Gloria Steinem came to town this weekend. She is awesome. Her advocacy for equality among all genders, races and socioeconomic classes is inspiring. She is 85 years old, brilliant, calm and quick-witted. When she greeted the audience at Nashville’s War Memorial Auditorium, only to realize that her microphone wasn’t working, she quipped without skipping a beat, “Women need to take control of technology.”
With those words — and so many other pithy Steinemisms from her new book, The Truth Will Set You Free, But First It Will Piss You Off!, ringing in my ears, I set out the next morning to deep-clean my house.
Yes, I hear myself. I know, June Cleaver called and she wants her apron back. But the moths are coming for my family — first they came for our sweaters — and I will not let them win.

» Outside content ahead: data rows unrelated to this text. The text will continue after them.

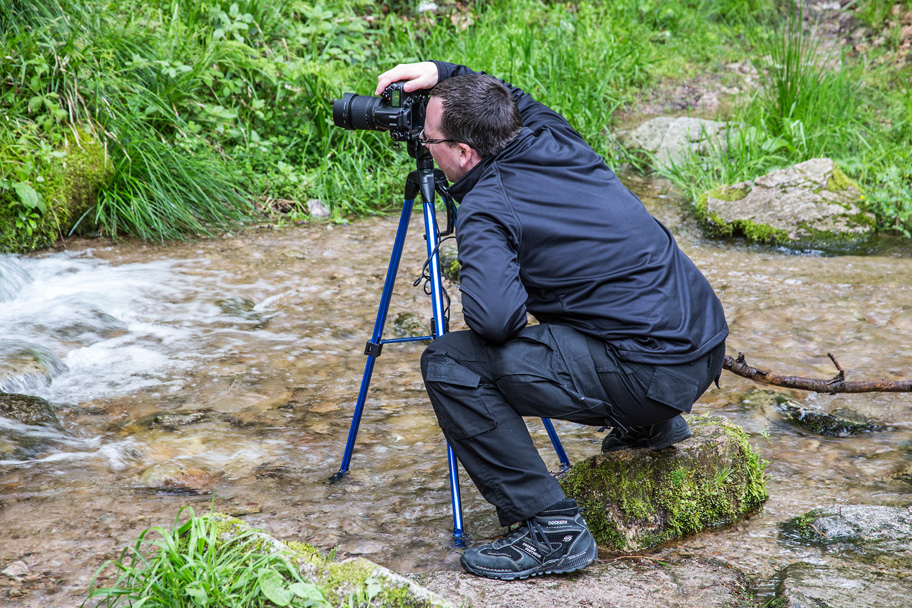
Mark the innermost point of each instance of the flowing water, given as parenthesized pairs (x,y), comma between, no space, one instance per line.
(224,372)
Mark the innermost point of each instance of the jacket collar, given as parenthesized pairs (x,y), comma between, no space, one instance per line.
(465,184)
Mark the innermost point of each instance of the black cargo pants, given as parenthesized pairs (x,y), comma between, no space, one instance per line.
(481,391)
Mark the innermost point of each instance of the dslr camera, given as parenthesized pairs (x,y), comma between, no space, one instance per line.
(400,113)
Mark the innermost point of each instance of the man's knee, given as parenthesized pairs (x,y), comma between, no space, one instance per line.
(456,345)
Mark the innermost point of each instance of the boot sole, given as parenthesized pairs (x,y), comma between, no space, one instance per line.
(563,565)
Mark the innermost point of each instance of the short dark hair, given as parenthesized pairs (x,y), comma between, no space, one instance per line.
(480,111)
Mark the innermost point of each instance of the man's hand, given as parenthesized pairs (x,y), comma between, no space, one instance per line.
(418,76)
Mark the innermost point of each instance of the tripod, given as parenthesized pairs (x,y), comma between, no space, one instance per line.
(425,180)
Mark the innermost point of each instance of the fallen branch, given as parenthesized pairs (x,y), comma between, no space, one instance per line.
(836,384)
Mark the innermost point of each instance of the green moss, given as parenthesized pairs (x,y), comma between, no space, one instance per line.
(640,499)
(712,220)
(68,185)
(839,181)
(761,233)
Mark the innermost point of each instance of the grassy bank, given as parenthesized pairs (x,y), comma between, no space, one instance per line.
(162,118)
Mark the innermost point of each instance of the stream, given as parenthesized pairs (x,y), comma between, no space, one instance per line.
(223,374)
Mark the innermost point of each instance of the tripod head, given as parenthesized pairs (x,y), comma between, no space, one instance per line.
(427,180)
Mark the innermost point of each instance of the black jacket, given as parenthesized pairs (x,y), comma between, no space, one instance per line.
(545,227)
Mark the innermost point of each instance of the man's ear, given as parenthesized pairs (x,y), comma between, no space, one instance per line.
(468,157)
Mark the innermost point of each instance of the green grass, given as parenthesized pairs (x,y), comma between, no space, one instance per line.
(207,113)
(191,565)
(811,104)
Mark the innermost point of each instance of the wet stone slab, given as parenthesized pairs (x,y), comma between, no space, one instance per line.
(630,582)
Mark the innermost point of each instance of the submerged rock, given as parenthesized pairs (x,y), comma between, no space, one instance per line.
(25,366)
(28,410)
(871,534)
(805,585)
(826,424)
(628,583)
(809,204)
(636,499)
(449,263)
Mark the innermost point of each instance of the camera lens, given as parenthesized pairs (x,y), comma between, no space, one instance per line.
(355,111)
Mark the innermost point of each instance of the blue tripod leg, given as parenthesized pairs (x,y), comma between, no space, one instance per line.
(440,328)
(555,441)
(373,348)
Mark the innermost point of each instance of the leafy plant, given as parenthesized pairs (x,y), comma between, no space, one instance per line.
(191,565)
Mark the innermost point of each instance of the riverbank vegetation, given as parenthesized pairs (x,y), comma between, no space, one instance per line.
(162,119)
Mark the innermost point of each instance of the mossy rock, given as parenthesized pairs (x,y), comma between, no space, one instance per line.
(350,582)
(636,499)
(68,185)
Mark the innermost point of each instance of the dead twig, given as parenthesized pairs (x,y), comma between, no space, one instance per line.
(837,384)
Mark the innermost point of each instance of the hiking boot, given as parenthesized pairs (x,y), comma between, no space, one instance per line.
(555,541)
(654,437)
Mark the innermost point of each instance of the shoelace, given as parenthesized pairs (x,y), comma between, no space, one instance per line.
(536,535)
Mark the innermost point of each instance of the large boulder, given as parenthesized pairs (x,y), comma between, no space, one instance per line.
(353,581)
(669,140)
(810,204)
(636,499)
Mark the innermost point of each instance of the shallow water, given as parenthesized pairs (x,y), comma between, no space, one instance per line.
(225,371)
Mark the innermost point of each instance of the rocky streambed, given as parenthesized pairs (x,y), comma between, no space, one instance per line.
(223,373)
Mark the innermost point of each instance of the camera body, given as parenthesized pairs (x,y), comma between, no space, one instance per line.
(400,113)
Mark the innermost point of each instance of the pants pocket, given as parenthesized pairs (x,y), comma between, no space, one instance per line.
(673,389)
(458,396)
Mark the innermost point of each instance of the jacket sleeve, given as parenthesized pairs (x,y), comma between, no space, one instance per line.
(493,296)
(534,114)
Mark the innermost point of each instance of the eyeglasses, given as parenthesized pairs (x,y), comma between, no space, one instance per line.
(424,141)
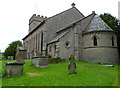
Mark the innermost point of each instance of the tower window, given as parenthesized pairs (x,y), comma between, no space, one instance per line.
(67,44)
(50,48)
(95,41)
(112,41)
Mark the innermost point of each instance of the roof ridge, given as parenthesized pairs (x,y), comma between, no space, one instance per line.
(65,11)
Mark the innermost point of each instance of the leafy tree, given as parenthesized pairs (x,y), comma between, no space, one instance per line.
(114,24)
(11,49)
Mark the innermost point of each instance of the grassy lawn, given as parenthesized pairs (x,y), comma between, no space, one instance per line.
(88,74)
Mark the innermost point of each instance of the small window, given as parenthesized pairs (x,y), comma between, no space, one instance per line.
(112,41)
(67,44)
(50,48)
(95,41)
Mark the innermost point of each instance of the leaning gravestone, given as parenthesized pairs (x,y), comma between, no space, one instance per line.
(14,68)
(10,57)
(40,62)
(20,54)
(71,65)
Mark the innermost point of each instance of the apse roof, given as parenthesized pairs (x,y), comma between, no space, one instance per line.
(97,24)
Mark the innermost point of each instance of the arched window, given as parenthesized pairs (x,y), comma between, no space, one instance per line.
(112,41)
(95,41)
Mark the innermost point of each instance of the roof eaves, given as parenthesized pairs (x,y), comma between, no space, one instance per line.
(33,30)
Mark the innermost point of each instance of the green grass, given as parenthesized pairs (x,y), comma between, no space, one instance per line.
(88,74)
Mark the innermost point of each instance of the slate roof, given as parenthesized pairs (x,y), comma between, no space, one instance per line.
(97,24)
(58,37)
(76,21)
(59,20)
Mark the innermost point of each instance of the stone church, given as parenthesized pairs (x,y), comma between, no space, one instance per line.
(70,32)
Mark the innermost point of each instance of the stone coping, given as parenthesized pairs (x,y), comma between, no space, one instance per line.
(14,63)
(39,57)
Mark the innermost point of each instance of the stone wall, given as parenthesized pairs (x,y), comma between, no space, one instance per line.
(104,52)
(64,51)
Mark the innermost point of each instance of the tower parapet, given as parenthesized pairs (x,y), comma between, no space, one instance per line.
(35,20)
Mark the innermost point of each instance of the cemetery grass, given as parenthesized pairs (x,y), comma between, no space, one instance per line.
(88,74)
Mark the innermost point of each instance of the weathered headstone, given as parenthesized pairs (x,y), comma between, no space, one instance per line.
(20,54)
(41,62)
(10,57)
(14,68)
(71,65)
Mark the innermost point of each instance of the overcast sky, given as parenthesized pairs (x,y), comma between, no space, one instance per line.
(15,14)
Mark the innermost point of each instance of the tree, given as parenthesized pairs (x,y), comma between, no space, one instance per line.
(114,24)
(11,49)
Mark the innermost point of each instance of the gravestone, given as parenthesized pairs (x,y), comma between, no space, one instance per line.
(71,65)
(20,54)
(10,57)
(14,68)
(40,62)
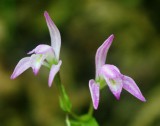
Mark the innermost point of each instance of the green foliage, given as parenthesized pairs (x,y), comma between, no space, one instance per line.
(87,121)
(65,102)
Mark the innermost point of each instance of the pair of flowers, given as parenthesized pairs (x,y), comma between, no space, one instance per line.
(106,74)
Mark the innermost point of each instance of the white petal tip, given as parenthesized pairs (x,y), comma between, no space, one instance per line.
(12,77)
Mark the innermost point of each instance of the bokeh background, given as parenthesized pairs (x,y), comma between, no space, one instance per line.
(84,25)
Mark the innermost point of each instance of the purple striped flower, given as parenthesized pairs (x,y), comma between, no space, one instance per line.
(43,54)
(110,75)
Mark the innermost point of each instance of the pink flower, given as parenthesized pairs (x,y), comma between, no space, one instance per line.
(110,75)
(43,54)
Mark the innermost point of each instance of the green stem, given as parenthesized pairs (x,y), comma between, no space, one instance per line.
(65,101)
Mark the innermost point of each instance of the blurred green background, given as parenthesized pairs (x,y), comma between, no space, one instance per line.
(84,25)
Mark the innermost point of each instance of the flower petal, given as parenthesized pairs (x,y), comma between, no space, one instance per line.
(130,85)
(94,90)
(54,33)
(53,72)
(112,76)
(22,65)
(110,71)
(36,62)
(102,53)
(41,49)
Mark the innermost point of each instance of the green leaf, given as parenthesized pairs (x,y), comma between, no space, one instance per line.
(89,122)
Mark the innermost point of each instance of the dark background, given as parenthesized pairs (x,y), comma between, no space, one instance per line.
(84,25)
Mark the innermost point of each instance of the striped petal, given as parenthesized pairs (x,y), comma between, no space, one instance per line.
(36,62)
(112,76)
(130,86)
(41,49)
(94,90)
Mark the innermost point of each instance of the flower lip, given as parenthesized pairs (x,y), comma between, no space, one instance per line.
(41,49)
(110,71)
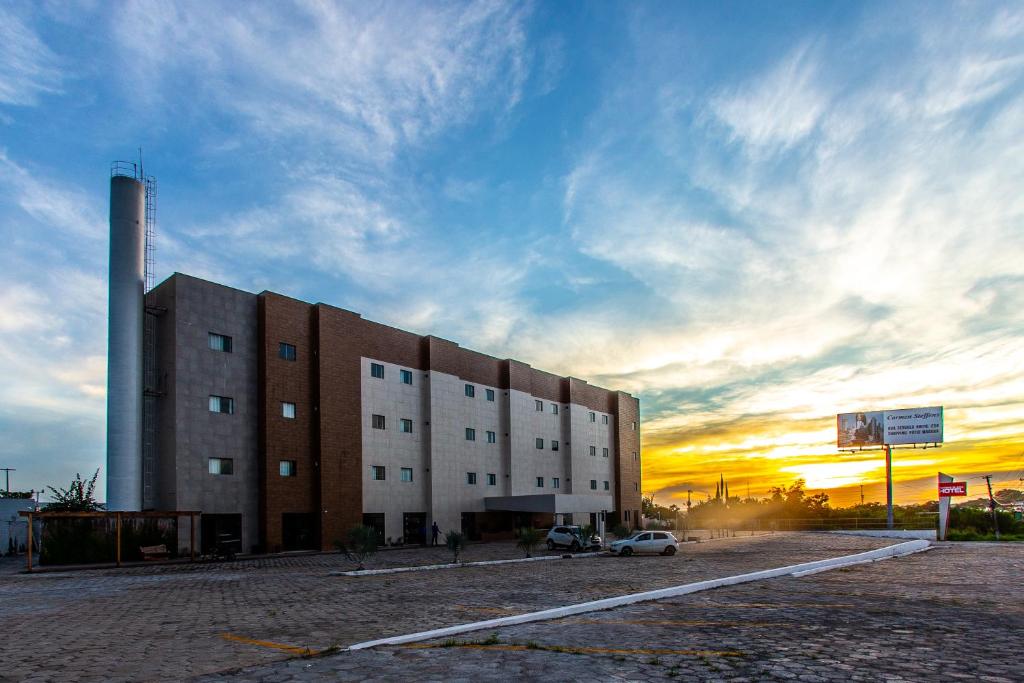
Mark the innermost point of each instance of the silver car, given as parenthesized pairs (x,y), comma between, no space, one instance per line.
(646,542)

I was swiping at a silvery constellation of cocoons above my guest room, when I realized the source of the infestation was a tattered wool rug on the hardwood floor. Commonsense would suggest removing the moth-eaten rug, but there was a problem: The floor covering performed the critical function of concealing the cable cord on its unsightly path from a closet to the television.
In fact, long before the guest room suffered from insects, it suffered from sub-optimal feng shui, due to the restriction of the cable cord, which functioned as a coaxial leash for the television. Sure, I could have called the cable company to fix it, but life is too short to make elective phone calls to the cable company.
Suddenly, Gloria Steinem’s words echoed in my ears: Take control of technology!
It occurred to me that I had not applied my new Tennessee College of Applied Technology handiness to this confounding wiring set-up, and I suddenly realized that, now that I have power tools, THE CABLE CORD IS NOT THE BOSS OF ME!
After twenty years of living at the mercy of an ill-placed cable cord, I went to the basement, traced the dastardly wire, decided where I wanted it to enter the guest room, then drilled a hole in the hardwood floor, shoved the wire through, plugged the TV in right where I wanted it, and disposed of the infested rug. The whole outrageous act of everyday rebellion took ten minutes and one Dewalt cordless impact driver.
Of course, I still had to wait for my kids to get home to hook up all the USB and HDMI and WTF cords, but that gave me more time to browse Gloria Steinem’s new book, which is now on the bedside table of the moth-free guest room, right beside the TV remote.